Calculation of Tate epsilon factor in the ramified case

Question

Let $F$ be a nonarchimedean local field, $\chi$ a ramified character of $F^{\ast}$, $\psi$ a nontrivial character of $F$, and $dx$ a Haar measure on $F$ with respect to which the Fourier transform is defined. The local Tate epsilon factor $\epsilon(\chi,\psi,dx)$ is defined via the local functional equation $$\epsilon(\chi,\psi,dx) \int\limits_{F^{\ast}} f(x)\chi(x) d^{\ast}x = \int\limits_{F^{\ast}} \hat{f}(x) \chi^{-1}(x)|x| d^{\ast}x$$ for all suitable functions $f \in C_c(F)$. Taking $f$ to be a characteristic function of a suitable open compact subgroup of $F$, one can realize $\epsilon(\chi,\psi,dx)$ as a "principal value integral"

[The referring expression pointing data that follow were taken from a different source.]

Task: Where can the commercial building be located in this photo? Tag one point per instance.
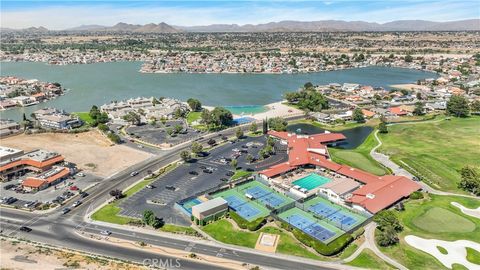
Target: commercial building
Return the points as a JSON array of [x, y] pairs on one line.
[[46, 179], [51, 118], [209, 210], [14, 162], [339, 183]]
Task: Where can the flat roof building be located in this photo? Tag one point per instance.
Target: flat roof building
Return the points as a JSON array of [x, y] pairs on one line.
[[210, 209]]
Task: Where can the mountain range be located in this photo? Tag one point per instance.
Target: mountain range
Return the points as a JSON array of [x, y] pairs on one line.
[[282, 26]]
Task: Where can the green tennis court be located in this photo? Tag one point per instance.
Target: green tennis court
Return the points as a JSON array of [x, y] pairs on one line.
[[311, 181]]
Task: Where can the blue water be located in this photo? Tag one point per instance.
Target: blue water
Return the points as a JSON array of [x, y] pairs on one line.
[[104, 82]]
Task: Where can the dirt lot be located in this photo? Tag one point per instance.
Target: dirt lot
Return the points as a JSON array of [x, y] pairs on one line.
[[16, 255], [91, 151]]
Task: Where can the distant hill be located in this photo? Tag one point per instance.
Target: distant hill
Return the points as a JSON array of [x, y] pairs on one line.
[[335, 25], [282, 26]]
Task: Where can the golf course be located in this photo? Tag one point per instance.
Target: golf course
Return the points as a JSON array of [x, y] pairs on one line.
[[435, 150], [433, 217]]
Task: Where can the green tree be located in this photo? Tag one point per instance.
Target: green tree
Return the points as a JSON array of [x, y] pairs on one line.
[[194, 104], [382, 127], [196, 148], [475, 106], [132, 118], [408, 58], [387, 237], [239, 133], [419, 108], [458, 106], [234, 164], [253, 127], [387, 218], [358, 115], [94, 112], [185, 155], [470, 180], [277, 124]]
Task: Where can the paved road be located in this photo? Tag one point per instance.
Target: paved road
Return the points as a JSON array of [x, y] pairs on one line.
[[59, 230]]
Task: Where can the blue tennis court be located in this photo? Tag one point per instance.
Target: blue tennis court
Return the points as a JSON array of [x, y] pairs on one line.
[[323, 209], [266, 197], [243, 208], [336, 215], [234, 201], [310, 227]]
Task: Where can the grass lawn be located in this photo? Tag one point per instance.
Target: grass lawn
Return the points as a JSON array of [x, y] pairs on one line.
[[193, 116], [416, 210], [109, 213], [240, 173], [84, 116], [359, 157], [473, 256], [223, 231], [435, 150], [367, 259]]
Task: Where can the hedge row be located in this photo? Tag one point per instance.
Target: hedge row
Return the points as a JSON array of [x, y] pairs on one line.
[[245, 224], [330, 249]]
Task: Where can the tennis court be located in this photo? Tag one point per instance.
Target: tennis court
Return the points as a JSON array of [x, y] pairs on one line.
[[312, 226], [311, 181], [264, 195], [337, 215], [248, 210]]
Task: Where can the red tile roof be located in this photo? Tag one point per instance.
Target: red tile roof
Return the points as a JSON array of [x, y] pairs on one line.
[[33, 183], [398, 111], [358, 175], [277, 169], [381, 194]]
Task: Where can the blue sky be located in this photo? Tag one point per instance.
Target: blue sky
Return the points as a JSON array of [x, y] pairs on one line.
[[65, 14]]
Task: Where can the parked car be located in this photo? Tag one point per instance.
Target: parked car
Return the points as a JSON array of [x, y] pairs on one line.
[[9, 186], [25, 229], [77, 203], [10, 200]]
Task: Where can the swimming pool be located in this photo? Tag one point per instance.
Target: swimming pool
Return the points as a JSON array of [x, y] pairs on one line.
[[311, 181]]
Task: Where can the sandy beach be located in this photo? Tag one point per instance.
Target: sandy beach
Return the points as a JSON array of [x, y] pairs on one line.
[[276, 109]]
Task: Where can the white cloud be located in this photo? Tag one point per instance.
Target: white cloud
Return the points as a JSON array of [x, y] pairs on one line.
[[62, 17]]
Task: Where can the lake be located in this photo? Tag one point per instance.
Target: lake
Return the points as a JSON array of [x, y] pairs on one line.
[[355, 136], [104, 82]]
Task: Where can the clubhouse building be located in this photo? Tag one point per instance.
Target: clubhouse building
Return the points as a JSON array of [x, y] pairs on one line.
[[309, 172]]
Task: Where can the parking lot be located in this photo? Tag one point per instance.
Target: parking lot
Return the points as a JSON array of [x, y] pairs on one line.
[[182, 183], [65, 189], [158, 133]]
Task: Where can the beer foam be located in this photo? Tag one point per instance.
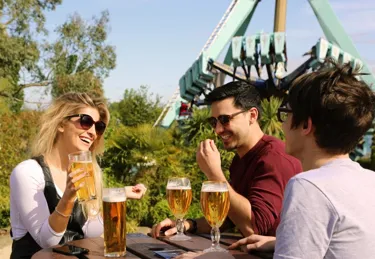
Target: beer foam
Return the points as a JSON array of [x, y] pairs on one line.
[[178, 188], [114, 198], [214, 188]]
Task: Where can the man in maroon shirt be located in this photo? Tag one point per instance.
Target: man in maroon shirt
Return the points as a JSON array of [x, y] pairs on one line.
[[259, 172]]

$$\epsilon(\chi,\psi,dx) = \int\limits_{F} \chi^{-1}(x) \overline{\psi(x)} d^{\ast}x \tag{1}$$ in the sense that the right hand side becomes constant and equal to the left hand side when evaluated over $\mathfrak p_F^{-k}$ for sufficiently large $k$.

Let $f$ and $d$ be the conductors of $\chi$ and $\psi$. Tate's article in Corvallis II describes $\epsilon(\chi,\psi,dx)$ more specifically as the right hand side of (1) where the integral is only taken over the annulus of $x \in F^{\ast}$ with $\operatorname{ord}(x) = -d-f$.

Here $\operatorname{ord}(c) = d +f$.

My question is, what can be said about the summands

$$\int\limits_{\pi^n \mathcal O^{\ast}} \chi^{-1}(x) \psi(x)dx$$

Are they all equal to zero except for $n = -d-f$? In Tate's thesis, he shows they are zero for $n > -d-f$. I was wondering whether the ones for $n < -d-f$ are individually zero, or whether they just cancel each other out in the long term.

Answer 1

Let me for completeness repeat the argument from the proof of Lemma 1.1.1 in "Some remarks on local newforms for $𝐺𝐿(2)$" by Ralf Schmidt.

Define $$I(n)=\int_{\pi^n \mathcal{O}^{*}} \chi^{-1}(x)\psi(x)dx.$$ Since The case $n>-d-f$ seems to be known we focus on $n<-d-f$. (Since we are only interested in showing that these integrals vanish the precise normalisation of the measure is not so important. However, for convenience say dx is the additive Haar measure on $F$ normalised such that it gives measure $1$ to $\mathcal{O}$.) We decompose the integral as follows: $$I(n) = \vert \pi^n\vert \chi^{-1}(\pi^n)\sum_{y\in \mathcal{O}^*/(1+\pi^d \mathcal{O})}\chi^{-1}(y)\int_{1+\pi^d\mathcal{O}}\chi^{-1}(x)\psi(xy\pi^n)dx.$$ By the definition of the conductor we find that $\chi^{-1}$ restricted to $1+\pi^d\mathcal{O}^*$ is trivial. Thus we have \begin{align}\int_{1+\pi^d\mathcal{O}}\chi^{-1}(x)\psi(xy\pi^n)dx &= \int_{1+\pi^d\mathcal{O}}\psi(xy\pi^n)dx = \int_{1+\pi^d\mathcal{O}}\chi^{-1}(x)\psi(xy\pi^n)dx \\ &= \vert \pi^d \vert \psi(y\pi^n)\int_{\mathcal{O}}\psi(xy\pi^{n+d})dx.\end{align} Finally, by assumption on $n$ we have $n+d<-f$ such that, according to the definition of $f$, we have $$ \int_{\mathcal{O}}\psi(xy\pi^{n+d})dx=0.$$ This is enough to conclude that $I(n)=0$ for $n<-d-f$.